4. AI Interaction Log
Tool used: ChatGPT
Prompt:
“In R, I am using tidymodels and I want to calculate precision and recall for a logistic regression model where the positive class is the second factor level. My outcome variable is a factor with levels No and Yes. When I use precision_vec() and recall_vec(), I get results for the wrong class. How do I fix this?”

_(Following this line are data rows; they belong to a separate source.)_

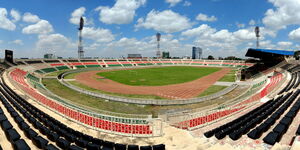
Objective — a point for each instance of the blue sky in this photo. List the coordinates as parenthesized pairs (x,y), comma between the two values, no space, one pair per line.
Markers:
(115,28)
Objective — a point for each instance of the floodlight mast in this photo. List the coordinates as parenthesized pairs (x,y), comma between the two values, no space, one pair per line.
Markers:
(257,36)
(80,47)
(158,53)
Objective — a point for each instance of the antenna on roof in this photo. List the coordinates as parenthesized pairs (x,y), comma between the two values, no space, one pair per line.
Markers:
(80,47)
(257,36)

AI Response (relevant excerpt):
The AI explained that by default, tidymodels treats the first factor level as the positive class. To calculate precision and recall for the second level (Yes), the argument event_level = "second" should be passed to precision_vec() and recall_vec().
How we used it:
We had already written the model building and prediction code ourselves. The issue was specifically that our precision and recall results looked unexpectedly low and we could not identify the cause. We used the AI explanation to understand the event_level argument and added it to our metric calculations. The rest of the code was written and adapted by us.
Reflection:
The AI was helpful for resolving a specific technical issue that was not covered in the course labs. We verified the fix by checking that the resulting precision and recall values were consistent with the confusion matrix. The main lesson was that factor level ordering in R affects how classification metrics are computed, and it is important to specify the positive class explicitly.
5. Conclusion
For the regression task, Model 2 performs better on both RMSE and R squared compared to Model 1. Adding fertility rate as a predictor substantially improved predictive accuracy. The cross validation results confirm model stability, with cross validated performance closely matching the test set results.

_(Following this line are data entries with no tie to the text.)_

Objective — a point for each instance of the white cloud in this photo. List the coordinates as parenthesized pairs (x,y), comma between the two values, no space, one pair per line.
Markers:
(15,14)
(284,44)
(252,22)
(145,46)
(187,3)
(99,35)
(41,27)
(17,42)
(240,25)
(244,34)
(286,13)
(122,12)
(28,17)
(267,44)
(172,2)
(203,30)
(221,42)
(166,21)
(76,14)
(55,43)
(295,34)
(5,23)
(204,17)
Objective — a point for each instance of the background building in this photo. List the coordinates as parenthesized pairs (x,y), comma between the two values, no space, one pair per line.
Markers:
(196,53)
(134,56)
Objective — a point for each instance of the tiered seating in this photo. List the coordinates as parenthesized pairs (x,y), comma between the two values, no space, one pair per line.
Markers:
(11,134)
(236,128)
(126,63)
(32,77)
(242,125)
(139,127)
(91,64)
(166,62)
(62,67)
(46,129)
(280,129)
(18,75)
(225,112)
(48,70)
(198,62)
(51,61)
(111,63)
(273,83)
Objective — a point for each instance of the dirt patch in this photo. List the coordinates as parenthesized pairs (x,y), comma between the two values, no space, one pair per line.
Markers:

For the classification task, Model 2 performs better across all three metrics: accuracy, precision, and recall. Adding occupation, sex, and capital variables improved the model’s ability to identify high-income individuals. The cross validation results are consistent with the test set results, confirming that the model generalizes well to new data with no sign of overfitting.
A key limitation is that the WDI regression analysis uses only 2023 cross sectional country level data in order to avoid panel data dependence problems. Therefore, the results reflect relationships observed in 2023 only, and temporal trends across years are not captured.